Into the Depths of Who We Truly Are
We publish a letter from one of the guides of "The Love of My Heart," an exhibit presented by the CL community of Dublin at the Royal Dublin Society Conference Centre.I look at the work done to prepare for the Pope’s visit reading Amoris Laetitia, Disarming Beauty by Julián Carrón, and assembling the exhibition as a great gift. When we had the panels physically mounted at the congress, I remember asking whether or not people would actually come and if something new could come out of it.
Then the time of my first guided tour came. I was with two ladies–one I knew (she is the mother of one of my daughter’s schoolmates) and one I didn't from Carlow. I walked with them through the panels, through the journey that we ourselves tried to make, through the points of chapter 13 of Disarming Beauty, and I slowly saw the face of the lady I didn’t know becoming more and more fixed on me, her eyes locked with mine often in what might have been mutual understanding.
I briefly recalled the five points of the exhibition, consisting mostly of how I saw them through my own personal journey and the anthropological crisis we are knee-deep in, the crisis of our relationship with reality when it is reduced to appearances. I was focused on the possibility that our heart is the key to overcoming the crisis, the possibility for each of us to rediscover what holds true, first and foremost by going into the depths of who we truly are. But it was only in front of the panel in which we see the picture of the woman at the well with Jesus that something sparkled … she had five men and none of them understood the thirst that constituted her ... only that Man could claim to be the answer for that thirst for fullness of life.
And the question arose from the woman I didn’t know: “Is it possible for a couple to live this even if it’s only one of the two that sees it?” I told her, “maybe,” and I added that “my life is so much more beautiful when my husband lives his own relationship with God in his own life; then his gaze on me is so different that I can't help desiring to see it every day.”
She thanked me and said, “I came here with a real question for myself and my marriage and even if what I met at the World Meeting of Families was only this it would be enough.” She asked me, “Is there any information I can have about this, where I can read more about it?” I gave her the booklet of the exhibition.
She walked away with the booklet. She came back several hours later, after I had already left, with the booklet in her hand, and told Rita who was still there at the stand: “I read it all and I saw the personal testimonies at the end. I read the one by Chiara … she says that what helped her and her husband through a period of crisis was not a session with a couples counselor but the Spiritual Exercises. What are those Spiritual Exercises? Where are they and when do you do them? Can I come?”
The fact that someone noticed and was interested enough to follow through was sufficient proof for me that we really don’t fully know what we carry, not only for people outside the Christian community, but even among us.

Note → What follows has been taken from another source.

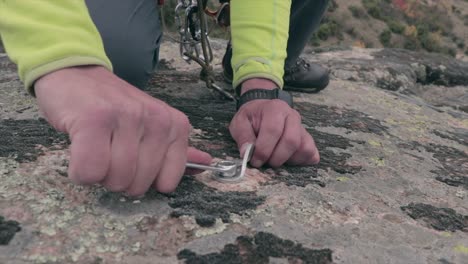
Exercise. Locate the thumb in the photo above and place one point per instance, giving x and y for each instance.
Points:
(197, 156)
(243, 133)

I also gave a tour of the exhibition for a couple and a priest from Sri Lanka in the same group as my mother-in-law. At the end of the exhibition the priest asked several times who Julián Carrón was, what is the title of the book where the things we had on the panels had come from, and how we came across it. The couple and the priest were particularly moved by the last section of the exhibit in which we say that the church is important for the family because it is the place where people can exist in the ambit of a greater love and meet the experience of the fullness of faith … When the tour was over they thanked me “for being for us the witness one of the panels speaks about,” and added, “even your mother-in-law is pleased with you; for us in Sri Lanka this is a difficult and important relationship.”
The priest and the couple returned the next day, and the priest asked me if he could get the book the exhibition is based on. He said he wanted to read it and maybe present it in Sri Lanka. He also left his contact details.
This opportunity ultimately gave me another way to verify what Carrón said to me many years back: “You are here begging for the crumbs that fall from the table even though you are invited to the banquet, but to understand this you need to work.” My own family is a place where He is a presence in my life, so much so that this presence can become meaningful even for others. I hope to live my work and everything else with the same awareness of the relationship with the Mystery I experienced working on the exhibition.